For some cells, rectification was incomplete, as seen by the shallow, but nonzero slope of the obtained nonlinearities for nonpreferred signals (Figure 3B). Iso-rate curves (Figures 3A–3C, blue lines) displayed more variable shapes than iso-latency curves. selleck For some cells, the iso-rate curve had approximately the same shape as the cell’s

iso-latency curve (Figures 3A and 3B), also indicating a nonlinearity of stimulus integration that is approximately threshold-quadratic or sometimes close to threshold-linear (insets in Figures 3A and 3B, blue lines). For other ganglion cells, however, the iso-rate curves displayed a notably different shape (Figure 3C), characterized by a notch along the lower-left diagonal.
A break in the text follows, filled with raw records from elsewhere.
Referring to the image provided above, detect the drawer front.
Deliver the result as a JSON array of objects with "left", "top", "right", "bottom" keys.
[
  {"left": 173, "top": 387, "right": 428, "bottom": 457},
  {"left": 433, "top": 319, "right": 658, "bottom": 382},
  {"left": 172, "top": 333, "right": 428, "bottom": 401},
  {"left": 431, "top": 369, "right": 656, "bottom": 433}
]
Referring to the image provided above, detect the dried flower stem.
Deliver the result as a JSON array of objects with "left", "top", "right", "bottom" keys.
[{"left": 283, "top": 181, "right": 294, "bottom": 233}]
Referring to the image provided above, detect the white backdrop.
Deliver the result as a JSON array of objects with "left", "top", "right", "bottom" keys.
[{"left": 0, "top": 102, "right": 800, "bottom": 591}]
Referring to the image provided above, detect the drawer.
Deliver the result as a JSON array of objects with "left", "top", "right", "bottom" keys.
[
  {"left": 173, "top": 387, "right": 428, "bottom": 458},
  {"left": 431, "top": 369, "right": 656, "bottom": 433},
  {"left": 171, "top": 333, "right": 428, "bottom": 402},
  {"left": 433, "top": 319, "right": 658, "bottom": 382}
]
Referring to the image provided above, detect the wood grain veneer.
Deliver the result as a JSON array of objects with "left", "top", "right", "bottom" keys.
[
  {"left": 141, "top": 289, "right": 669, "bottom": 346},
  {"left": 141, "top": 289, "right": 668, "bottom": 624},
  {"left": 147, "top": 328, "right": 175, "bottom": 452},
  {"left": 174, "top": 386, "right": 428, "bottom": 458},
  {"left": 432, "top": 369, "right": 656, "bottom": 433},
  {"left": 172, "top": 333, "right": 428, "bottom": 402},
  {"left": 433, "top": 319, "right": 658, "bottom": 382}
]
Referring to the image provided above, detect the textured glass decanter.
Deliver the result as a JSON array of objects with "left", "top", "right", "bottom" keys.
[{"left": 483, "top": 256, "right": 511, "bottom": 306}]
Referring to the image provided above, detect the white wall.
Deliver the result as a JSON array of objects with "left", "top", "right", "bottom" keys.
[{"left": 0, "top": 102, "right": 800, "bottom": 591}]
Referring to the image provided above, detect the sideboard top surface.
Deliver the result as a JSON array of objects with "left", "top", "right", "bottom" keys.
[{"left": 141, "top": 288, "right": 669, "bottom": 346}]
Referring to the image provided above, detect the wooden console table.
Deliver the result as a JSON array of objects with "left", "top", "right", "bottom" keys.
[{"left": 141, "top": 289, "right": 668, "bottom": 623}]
This notch gave the curves a distinctive nonconvex shape. It showed that relatively little contrast was required for these cells to achieve the predefined spike count when both receptive field halves were stimulated with similar (negative) contrast. Stimulation

of only one receptive field half, on the other hand, required much larger contrast values. Thus, when considering the spike count, these ganglion cells displayed exceptional sensitivity to spatially homogeneous stimulation of the receptive field, and in the following we will therefore refer to these cells as homogeneity detectors. The classification of iso-rate curves into convex and nonconvex curves did not depend on the chosen target spike count. Convex iso-rate curves appeared to be largely scaled versions of each selleck products other if measured for the same cell at different spike counts (Figure 3D), whereas iso-rate curves of homogeneity detectors displayed the characteristic

nonconvex shape over a range of different spike counts (Figure 3E). However, the notch in the iso-rate curve became more pronounced with higher target spike counts, a fact find more to which we will return when discussing the underlying mechanisms. In addition, the nonconvex shape of homogeneity detectors did not depend on the exact stimulus layout; it proved robust to changes in stimulation radius or insertion of a gap between the two stimulus areas (Figure 3F). To quantify the degree to which individual iso-response curves were convex or nonconvex, we defined a form factor that compares the radial distance of the curve along the lower-left diagonal to its linear prediction obtained from the intersections of the curve with the two axes of the plot (see Experimental Procedures for details). In particular, this form factor is smaller than unity for a nonconvex iso-rate curve as in Figure 3C and larger than unity for the iso-response curves of Figures 3A and 3B. Calculating the form factor for all measured iso-response curves confirmed that iso-latency curves always had similar convex shapes (Figure 3G). In fact, their form factors clustered around their average value of 1.38 (standard deviation: 0.08), close to the value of 2≈1.41, which is expected from quadratic integration of preferred stimuli.